Says Property Partner
New data analysis forecasts average mortgage interest rates would need to pass five per cent to reach the level of cost during financial crisis
An interest rate rise of 0.25 per cent by the Bank of England will have negligible impact on housing affordability according to new data analysis from Property Partner, the world’s first property stock exchange.
The analysis reveals the record-low affordability levels seen during the financial crisis occurred when mortgage payments accounted for over a fifth (23 per cent) of household income.

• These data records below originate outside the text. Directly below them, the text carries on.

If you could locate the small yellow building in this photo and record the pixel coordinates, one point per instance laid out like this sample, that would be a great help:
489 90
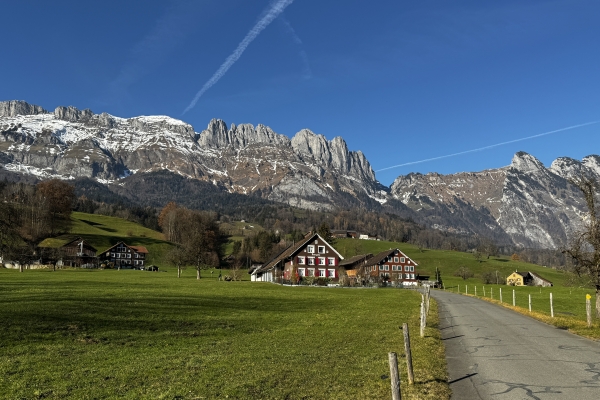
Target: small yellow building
527 278
516 278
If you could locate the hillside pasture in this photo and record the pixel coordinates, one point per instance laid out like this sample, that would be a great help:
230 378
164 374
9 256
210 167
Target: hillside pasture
102 232
101 334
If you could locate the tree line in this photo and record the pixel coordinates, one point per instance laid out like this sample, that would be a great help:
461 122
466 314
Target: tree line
31 213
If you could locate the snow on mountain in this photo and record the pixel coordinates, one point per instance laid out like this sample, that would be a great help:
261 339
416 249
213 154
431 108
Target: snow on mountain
524 203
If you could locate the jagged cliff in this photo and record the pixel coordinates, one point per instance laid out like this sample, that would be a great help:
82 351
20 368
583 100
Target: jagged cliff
534 205
524 203
306 171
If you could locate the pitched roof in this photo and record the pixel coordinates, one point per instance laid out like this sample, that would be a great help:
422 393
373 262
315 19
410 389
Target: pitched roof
138 249
356 259
290 250
379 257
539 277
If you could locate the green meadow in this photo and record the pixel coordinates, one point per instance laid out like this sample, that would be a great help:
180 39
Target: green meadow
104 334
103 232
568 299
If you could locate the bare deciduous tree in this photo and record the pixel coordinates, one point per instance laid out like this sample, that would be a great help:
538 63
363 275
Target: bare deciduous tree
584 249
464 273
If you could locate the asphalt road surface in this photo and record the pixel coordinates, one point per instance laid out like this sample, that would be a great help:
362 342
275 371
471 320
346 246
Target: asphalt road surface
496 353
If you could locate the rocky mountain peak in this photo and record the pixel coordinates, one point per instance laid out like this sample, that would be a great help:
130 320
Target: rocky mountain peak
13 108
592 163
72 114
525 162
566 167
217 136
162 123
332 154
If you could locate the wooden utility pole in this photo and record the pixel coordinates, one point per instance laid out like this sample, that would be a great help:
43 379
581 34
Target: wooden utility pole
588 309
394 376
410 373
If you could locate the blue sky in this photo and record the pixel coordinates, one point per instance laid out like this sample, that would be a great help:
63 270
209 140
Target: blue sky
401 81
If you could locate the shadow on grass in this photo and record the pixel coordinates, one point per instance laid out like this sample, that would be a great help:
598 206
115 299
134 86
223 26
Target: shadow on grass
186 315
92 223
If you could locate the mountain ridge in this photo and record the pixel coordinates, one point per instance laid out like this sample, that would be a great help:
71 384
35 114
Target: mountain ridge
524 203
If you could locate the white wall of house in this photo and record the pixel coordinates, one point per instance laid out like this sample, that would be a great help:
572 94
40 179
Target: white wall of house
264 277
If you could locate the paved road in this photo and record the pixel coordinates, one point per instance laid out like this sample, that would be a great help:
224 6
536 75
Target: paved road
495 353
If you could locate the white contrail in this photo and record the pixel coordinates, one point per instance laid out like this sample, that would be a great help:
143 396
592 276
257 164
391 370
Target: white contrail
490 146
273 12
307 72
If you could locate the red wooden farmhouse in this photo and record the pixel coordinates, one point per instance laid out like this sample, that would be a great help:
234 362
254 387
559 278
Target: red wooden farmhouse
312 256
394 266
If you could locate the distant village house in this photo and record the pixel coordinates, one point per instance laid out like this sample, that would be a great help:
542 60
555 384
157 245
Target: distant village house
124 256
527 279
310 257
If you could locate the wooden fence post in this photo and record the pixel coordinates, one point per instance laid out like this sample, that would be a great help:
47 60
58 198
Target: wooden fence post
394 376
409 370
423 318
588 309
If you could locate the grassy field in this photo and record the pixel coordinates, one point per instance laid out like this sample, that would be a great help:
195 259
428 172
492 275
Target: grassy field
102 232
86 334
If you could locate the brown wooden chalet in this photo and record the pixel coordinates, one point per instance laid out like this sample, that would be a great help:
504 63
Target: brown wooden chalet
393 266
340 234
124 256
310 257
77 253
354 267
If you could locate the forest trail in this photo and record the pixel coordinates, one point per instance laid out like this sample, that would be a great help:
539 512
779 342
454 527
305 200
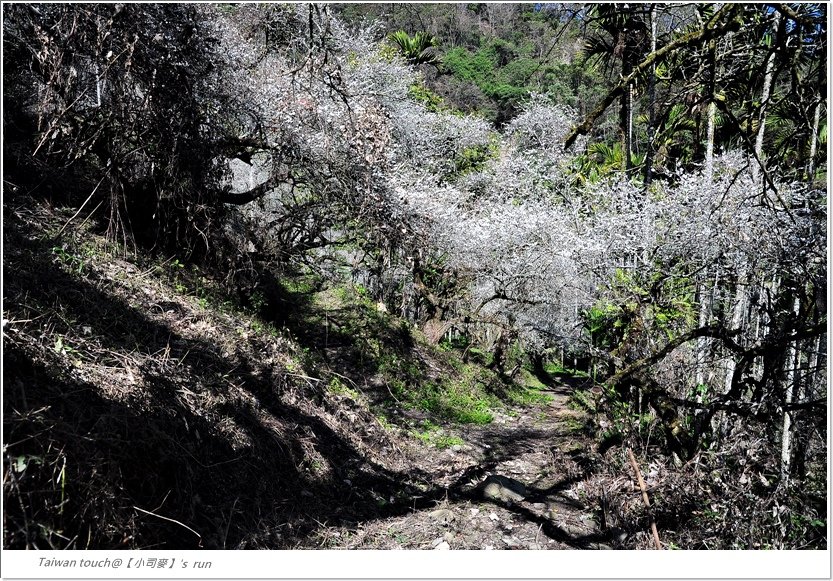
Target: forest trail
518 483
118 363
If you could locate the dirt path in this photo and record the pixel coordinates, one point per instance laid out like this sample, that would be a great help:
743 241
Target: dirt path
517 483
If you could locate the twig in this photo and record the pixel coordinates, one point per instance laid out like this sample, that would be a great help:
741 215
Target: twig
645 498
169 520
228 523
92 193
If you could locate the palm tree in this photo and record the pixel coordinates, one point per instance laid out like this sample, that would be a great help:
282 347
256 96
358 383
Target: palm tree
417 50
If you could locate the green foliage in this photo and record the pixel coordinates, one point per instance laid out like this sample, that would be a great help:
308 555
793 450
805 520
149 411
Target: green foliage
422 94
434 435
474 158
495 69
417 49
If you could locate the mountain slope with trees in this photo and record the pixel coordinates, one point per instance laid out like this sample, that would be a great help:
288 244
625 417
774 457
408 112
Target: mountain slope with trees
354 217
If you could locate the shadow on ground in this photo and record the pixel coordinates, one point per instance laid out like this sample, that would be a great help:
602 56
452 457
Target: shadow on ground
194 449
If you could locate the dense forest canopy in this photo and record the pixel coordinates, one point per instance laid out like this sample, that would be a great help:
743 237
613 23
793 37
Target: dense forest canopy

If mortgage providers pass on today’s 0.25 per cent interest rate rise direct to borrowers, mortgage payments will still only account for 12.8 per cent of household income, significantly below the levels seen up to and during the financial crisis.
The average mortgage interest rate would have to rise above five per cent for the cost of mortgage repayments to return to the record levels seen during the financial crisis.
Today’s news of a 0.25 per cent interest rate is expected to see mortgage rates remain below two per cent, according to Property Partner’s forecast.
Mark Weedon, Head of Research at Property Partner said: “Borrowers have had it good for a decade, with mortgage affordability improving in spite of rising house prices.
“This isn’t about to change. There has been a lot of hype surrounding the first increase in interest rates for more than 10 years, but when it comes to housing affordability the impact of today’s rise will be negligible.
“Some homeowners will feel a slight pinch to the purse strings, but not at a level that should cause stress for many homeowners. Many remain on fixed rate deals set when the base rate was previously 0.5 per cent, so the average interest rate increase across homeowners is likely to be less than 0.25 per cent, even if the banks choose to pass the rise on in full.
“The Bank of England has today again reiterated that interest rates will remain very low for the foreseeable future, rising slowly towards a new normal, well below the old normal where rates sat consistently at five per cent and above.”